According to Jack Kennedy, senior economist at global job site Indeed, the latest result shows “the labour market remains effectively at capacity while the country’s economic performance continues to impress”. 

In a comprehensive analysis of the latest data, Kennedy outlined a number of key points, including policies to retain staff.

“To add to high employment figures, the country is benefitting from bumper, albeit volatile, tax takes, but there is still a challenge in balancing such a strong economy with the individual experiences of some households at a time of high inflation,” Kennedy said.

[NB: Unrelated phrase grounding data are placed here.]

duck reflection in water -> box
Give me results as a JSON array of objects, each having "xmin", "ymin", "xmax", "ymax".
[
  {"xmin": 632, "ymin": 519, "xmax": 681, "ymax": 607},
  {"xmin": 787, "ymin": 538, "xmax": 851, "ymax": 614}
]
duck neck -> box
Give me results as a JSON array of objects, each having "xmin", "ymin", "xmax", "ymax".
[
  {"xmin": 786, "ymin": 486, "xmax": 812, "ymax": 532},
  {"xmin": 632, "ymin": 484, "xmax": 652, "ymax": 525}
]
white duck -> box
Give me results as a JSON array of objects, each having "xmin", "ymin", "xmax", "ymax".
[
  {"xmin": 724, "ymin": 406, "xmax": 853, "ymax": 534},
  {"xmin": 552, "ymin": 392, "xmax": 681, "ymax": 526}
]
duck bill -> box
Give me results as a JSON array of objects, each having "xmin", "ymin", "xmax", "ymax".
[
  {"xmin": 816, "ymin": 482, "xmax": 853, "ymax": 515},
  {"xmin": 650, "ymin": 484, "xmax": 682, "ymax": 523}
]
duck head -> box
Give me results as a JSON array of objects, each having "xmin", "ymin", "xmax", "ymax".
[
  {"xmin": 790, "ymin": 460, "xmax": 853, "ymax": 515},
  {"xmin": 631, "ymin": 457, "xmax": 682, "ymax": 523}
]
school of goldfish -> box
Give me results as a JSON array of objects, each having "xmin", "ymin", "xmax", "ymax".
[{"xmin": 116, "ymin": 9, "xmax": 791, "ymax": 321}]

“Higher prices and increased energy and mortgage costs have affected consumer sentiment and could lead to a wage price increase spiral as employees seek better pay or move jobs to achieve it.


“For employers, focussing on policies that will retain staff and make a business more attractive to would-be employees is vital. Measures such as equal and transparent pay, flexible working, good employee benefits and ensuring staff are motivated and energised, are not only the right thing to do, but have been shown to improve retention and recruitment and, in many cases, result in increased outputs.


“The recent CSO Labour Force Survey showed the employment rate in Quarter 2 of this year was at 74.2%, the highest rate recorded since the series began in 1998. The numbers were boosted by increased female employment and increased female participation in the labour force. The employment rate for females aged 15-64 was at 70.5%, the highest level ever recorded.  

“This is a positive development and a sign that family-friendly and flexible working policies can have a real impact. The government has introduced new initiatives and legislation in this area while many employers have adopted their own measures, which go beyond legal requirements.


“Businesses that continue to provide flexible conditions and quality benefits with a focus on the wellbeing of their employees should be able to attract a balanced workforce and are likely to be able to recruit more easily in a tight labour market.”